Moon Zuppa's most insignificant prestigious and only award is presented to the person or thing who claptraps hardest for freedomism. This year (or was it that year?) the award was presented - by two humans - to Rosie O'Donnell. Speaking of the prresenters, Moon Zuppa spotted a mamihlapinatapai moment between them.
"Rosie is very special given her alternatively schooled background. She has written numerous thesis papers in varied subjects including steel and cheese melting, bestiary and how to trap loose kangaroos trapped in the paddock. We feel she's offered so much to the earnings per share value of low pop culture. Too bad the bitch is not here to accept this horrific and honorific recognition, " explained Moon Zuppa's exhausted editor who accepted the award on her behalf. "I'm also weary."
Earlier in the day there were some unconfirmed but firm reports that Barbara Walters was attempting to prevent the award from being given out. Said Moon Zuppa's unemployed reporter Pete Puck, "She was crank calling talking smack'n shit. She sounded so rickety and pointless. I told her we can't save her journalistic integrity."

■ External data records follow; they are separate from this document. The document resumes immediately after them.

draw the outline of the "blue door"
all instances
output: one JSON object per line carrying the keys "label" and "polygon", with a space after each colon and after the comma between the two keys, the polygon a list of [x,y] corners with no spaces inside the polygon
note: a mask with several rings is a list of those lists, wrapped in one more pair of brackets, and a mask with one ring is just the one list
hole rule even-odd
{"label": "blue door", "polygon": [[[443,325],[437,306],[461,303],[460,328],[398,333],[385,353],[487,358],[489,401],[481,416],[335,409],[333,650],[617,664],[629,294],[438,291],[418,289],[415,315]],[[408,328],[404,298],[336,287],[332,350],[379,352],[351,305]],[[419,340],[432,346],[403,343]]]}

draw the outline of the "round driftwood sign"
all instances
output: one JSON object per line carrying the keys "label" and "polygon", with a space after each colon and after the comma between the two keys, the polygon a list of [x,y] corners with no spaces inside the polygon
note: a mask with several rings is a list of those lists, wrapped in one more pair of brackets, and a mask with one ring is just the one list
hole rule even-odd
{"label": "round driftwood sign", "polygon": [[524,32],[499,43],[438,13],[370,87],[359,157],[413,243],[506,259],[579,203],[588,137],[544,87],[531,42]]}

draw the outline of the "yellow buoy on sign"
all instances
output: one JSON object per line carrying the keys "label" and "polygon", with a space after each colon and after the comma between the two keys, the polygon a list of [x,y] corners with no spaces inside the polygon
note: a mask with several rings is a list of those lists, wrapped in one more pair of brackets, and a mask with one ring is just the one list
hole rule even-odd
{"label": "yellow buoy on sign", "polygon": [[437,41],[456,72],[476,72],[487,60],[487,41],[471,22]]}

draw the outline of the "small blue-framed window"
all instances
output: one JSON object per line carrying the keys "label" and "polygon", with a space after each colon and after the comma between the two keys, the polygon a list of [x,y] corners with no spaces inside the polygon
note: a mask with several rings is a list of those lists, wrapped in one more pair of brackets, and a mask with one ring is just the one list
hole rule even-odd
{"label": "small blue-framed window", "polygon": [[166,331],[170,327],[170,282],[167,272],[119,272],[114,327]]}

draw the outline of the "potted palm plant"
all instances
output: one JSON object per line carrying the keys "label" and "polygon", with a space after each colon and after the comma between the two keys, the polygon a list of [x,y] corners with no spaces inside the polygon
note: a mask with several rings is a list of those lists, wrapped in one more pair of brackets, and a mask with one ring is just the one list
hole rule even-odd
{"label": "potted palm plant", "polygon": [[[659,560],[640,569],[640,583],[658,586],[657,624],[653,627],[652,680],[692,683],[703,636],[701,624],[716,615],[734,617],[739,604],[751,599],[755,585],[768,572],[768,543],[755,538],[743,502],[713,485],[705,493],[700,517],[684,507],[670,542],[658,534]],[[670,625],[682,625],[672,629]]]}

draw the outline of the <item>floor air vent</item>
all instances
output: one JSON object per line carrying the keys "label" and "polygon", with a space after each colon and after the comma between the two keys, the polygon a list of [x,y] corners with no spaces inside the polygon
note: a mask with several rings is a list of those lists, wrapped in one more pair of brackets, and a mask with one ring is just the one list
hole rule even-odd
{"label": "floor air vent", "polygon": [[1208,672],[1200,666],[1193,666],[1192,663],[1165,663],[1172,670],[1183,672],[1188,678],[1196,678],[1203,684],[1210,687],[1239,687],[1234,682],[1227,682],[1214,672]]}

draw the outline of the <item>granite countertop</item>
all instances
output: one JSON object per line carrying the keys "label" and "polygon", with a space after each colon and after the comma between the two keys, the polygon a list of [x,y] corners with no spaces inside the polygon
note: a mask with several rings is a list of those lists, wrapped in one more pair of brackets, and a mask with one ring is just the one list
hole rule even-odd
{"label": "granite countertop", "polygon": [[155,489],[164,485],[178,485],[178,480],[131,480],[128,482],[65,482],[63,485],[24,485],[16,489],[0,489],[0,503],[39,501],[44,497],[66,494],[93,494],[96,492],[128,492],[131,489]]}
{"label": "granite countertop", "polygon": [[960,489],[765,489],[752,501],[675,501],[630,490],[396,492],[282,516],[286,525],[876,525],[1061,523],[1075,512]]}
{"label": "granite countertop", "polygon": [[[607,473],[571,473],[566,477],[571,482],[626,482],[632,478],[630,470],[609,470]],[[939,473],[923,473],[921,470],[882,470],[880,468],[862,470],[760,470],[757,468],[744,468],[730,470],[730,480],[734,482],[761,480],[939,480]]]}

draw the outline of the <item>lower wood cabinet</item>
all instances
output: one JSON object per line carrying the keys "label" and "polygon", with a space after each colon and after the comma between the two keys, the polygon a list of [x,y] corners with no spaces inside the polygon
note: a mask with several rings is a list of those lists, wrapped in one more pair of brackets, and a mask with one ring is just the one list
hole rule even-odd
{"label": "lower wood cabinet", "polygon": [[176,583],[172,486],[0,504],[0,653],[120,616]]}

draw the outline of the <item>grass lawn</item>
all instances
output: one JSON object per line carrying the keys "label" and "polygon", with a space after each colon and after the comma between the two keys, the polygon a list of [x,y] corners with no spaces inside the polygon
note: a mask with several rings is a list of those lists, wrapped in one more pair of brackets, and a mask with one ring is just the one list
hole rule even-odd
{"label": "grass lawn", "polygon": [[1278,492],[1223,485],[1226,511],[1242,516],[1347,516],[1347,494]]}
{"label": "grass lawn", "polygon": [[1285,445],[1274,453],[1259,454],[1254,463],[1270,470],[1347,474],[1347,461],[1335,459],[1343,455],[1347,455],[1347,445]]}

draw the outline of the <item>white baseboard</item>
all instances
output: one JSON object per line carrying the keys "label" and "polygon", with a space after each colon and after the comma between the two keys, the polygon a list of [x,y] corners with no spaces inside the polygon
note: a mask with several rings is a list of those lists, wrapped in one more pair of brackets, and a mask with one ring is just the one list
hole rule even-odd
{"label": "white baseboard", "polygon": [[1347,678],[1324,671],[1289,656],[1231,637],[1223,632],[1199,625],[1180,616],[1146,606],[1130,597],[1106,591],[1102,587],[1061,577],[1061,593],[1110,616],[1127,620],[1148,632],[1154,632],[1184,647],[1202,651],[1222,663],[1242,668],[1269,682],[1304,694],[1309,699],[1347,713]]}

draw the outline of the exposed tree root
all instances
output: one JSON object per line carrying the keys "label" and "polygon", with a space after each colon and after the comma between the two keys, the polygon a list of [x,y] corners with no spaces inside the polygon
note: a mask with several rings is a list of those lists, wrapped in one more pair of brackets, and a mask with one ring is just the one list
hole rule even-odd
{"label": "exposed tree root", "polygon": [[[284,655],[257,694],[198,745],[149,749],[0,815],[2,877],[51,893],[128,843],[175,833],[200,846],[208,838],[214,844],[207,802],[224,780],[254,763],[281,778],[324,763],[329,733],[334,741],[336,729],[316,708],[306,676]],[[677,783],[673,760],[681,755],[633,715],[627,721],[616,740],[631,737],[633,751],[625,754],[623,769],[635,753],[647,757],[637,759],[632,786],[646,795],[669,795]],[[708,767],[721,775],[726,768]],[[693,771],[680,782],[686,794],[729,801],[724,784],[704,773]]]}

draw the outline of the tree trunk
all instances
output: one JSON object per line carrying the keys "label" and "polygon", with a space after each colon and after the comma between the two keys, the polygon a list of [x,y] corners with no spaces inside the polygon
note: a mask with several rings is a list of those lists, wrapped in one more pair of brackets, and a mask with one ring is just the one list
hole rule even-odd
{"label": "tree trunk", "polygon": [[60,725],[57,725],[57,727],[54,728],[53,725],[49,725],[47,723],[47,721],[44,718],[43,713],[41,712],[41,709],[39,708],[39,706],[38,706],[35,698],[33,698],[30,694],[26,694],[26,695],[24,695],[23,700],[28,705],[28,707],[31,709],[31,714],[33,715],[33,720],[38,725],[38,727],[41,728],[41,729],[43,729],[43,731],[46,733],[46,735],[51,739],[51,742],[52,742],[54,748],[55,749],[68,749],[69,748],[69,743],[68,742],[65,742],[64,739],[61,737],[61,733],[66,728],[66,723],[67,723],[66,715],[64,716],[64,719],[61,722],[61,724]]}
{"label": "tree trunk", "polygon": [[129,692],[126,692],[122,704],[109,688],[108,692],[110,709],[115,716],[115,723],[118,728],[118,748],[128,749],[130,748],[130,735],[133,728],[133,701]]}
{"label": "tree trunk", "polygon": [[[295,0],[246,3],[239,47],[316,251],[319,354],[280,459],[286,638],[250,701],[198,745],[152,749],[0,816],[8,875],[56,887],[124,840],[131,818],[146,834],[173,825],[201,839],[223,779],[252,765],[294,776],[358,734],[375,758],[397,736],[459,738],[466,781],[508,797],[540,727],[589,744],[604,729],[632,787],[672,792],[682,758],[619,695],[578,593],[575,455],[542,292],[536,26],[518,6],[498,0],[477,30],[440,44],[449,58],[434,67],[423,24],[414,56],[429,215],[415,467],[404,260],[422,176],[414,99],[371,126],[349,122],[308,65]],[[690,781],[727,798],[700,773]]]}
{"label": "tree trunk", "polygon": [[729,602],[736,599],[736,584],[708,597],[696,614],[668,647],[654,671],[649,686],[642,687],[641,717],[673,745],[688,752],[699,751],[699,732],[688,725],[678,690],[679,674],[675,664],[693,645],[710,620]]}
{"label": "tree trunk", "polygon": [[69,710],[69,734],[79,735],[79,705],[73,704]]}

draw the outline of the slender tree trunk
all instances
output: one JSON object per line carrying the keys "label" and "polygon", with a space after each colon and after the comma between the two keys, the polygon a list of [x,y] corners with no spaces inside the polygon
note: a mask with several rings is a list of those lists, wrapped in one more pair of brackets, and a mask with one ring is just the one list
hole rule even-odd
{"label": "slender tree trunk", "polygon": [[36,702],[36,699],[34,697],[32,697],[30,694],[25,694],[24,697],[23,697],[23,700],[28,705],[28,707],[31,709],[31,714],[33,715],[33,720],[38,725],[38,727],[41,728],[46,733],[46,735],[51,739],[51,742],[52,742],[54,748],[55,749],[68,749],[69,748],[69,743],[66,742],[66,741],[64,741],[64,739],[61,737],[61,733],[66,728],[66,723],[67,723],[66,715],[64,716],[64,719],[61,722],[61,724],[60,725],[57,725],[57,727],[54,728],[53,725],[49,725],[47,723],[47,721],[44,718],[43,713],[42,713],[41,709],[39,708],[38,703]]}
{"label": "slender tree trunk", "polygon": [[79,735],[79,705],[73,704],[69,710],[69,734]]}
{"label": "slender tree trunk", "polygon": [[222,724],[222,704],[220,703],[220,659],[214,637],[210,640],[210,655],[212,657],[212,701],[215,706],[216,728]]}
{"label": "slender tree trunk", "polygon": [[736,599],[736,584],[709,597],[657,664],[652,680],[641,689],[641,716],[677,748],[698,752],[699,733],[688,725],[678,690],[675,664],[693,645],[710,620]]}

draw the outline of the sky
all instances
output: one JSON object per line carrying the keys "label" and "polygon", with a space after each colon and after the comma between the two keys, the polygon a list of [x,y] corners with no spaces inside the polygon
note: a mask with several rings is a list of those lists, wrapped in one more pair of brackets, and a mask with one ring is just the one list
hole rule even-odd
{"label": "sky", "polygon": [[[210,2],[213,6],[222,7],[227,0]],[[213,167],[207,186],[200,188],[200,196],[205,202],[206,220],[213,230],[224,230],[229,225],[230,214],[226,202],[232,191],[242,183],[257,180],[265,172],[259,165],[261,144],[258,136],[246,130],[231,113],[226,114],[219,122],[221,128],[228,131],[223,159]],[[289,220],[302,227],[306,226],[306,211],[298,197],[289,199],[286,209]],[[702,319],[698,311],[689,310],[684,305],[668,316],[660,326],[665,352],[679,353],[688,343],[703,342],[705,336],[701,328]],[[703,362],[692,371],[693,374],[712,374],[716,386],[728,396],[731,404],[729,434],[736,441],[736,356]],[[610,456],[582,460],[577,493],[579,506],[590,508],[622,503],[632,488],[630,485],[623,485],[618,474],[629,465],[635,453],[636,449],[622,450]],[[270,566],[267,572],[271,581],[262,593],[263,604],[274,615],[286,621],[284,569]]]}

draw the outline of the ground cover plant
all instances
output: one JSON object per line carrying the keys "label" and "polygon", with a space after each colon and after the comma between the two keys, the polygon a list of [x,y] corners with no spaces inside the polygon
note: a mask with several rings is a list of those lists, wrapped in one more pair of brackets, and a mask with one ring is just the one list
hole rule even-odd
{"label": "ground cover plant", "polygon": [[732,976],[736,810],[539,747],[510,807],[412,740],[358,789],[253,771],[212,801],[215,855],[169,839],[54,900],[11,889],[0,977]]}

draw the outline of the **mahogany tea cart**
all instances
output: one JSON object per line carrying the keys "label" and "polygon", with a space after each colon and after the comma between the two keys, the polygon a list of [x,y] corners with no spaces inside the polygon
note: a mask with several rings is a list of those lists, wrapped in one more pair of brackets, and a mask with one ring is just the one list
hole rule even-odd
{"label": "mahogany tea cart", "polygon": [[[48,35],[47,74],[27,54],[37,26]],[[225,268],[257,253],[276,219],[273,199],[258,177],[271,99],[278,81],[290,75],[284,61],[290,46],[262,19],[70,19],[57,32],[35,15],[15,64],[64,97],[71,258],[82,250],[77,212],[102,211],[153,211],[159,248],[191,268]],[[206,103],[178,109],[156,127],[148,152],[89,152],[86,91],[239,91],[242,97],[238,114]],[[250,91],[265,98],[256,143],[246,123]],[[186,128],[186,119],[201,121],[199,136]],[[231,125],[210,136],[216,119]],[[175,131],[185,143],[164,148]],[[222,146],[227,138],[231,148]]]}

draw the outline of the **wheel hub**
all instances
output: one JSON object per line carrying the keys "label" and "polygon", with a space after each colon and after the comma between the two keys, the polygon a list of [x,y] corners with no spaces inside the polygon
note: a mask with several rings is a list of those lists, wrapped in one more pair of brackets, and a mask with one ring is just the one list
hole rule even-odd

However, nothing was going to get in the way of O'Donnell's well-deserved achievement. Quite frankly we cautiously applaud this remarkably banal achievement. Women everywhere should be very proud.
Rosie's Fun Facts:
Favorite Animal: Thars.
Favorite Food: Flummery (w/Swedish Birch).
Favorite Activity: Reenacting Walpurgis Night.
Favorite Toe: The second one.
Greatest Obstacle to Overcome: Oslo Syndrome.